Maelle Dejobert, Presenter: Nothing to Disclose

Patat Frederic MPH, MD, Abstract Co-Author: Nothing to Disclose

Jean-Pierre Remenieras, Abstract Co-Author: Nothing to Disclose

This project is a feasibility study of in vivo shear wave velocity measurements with a new processing algorithm.

Non-alcoholic fatty liver disease (NAFLD) is emerging as a major cause of liver disease. The accurate assessment of the type of NAFLD is crucial for prognostic evaluation. The only parameter classically measured by the existing US elastography method is the stiffness of liver tissue. Elastographic analysis of excised liver tissues have demonstrated that the complex shear modulus G* follows, as a function of frequency, a power law in biological tissue. The goal of this study was to estimate the speed of shear wave dispersion using a modified Fibroscan® in vivo.

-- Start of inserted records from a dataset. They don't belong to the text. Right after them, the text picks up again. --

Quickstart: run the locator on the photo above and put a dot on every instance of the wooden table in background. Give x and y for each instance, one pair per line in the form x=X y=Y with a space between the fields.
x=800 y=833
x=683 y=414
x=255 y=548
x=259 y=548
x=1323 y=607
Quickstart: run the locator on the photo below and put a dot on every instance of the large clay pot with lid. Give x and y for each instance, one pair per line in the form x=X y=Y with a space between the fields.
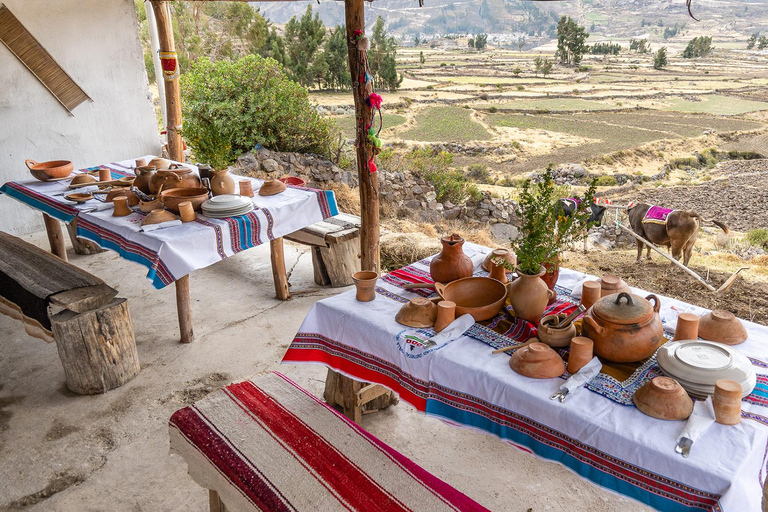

Our work is a pilot study involving 10 healthy volunteers. We used a modified Fibroscan® research prototype based on transient elastography (Echosens company, France) to record shear wave dispersion at successive and different low frequency vibrations (25, 50, 75 and 100 Hz), and elastogram processing by using a new algorithm. For each volunteer, 40 transient vibrations were applied. We estimated the phase velocity dispersion cs(ω) of the shear wave as a function of the frequency in a 20-120 Hz bandwidth. The underlying premise for this work was to formulate the results with a fractional power law model cs(ω)= κcs*ω^γcs for which, the exponent coefficient γcs is a structure parameter of the liver, which is governed by viscosity and κcs is linked to elasticity. The comparison between experimental data and this fractional behaviour allowed us to determine these two biomechanical parameters of the liver, by solving an inverse problem. The measurement of cs(ω) was highly reproducible. For example, cs(50Hz) returned 1.44±0.20 m/s.

No simple biomechanical model (like the Voigt model) could be used to explain the frequency dispersion of cs(ω). Therefore, the challenge is still to determine the most suitable parameters κcs and γcs through fitting with our data. A prospective study is currently underway to determine whether analysis of the phase velocity dispersion can be used as a reliable tool for the diagnosis of NAFLD.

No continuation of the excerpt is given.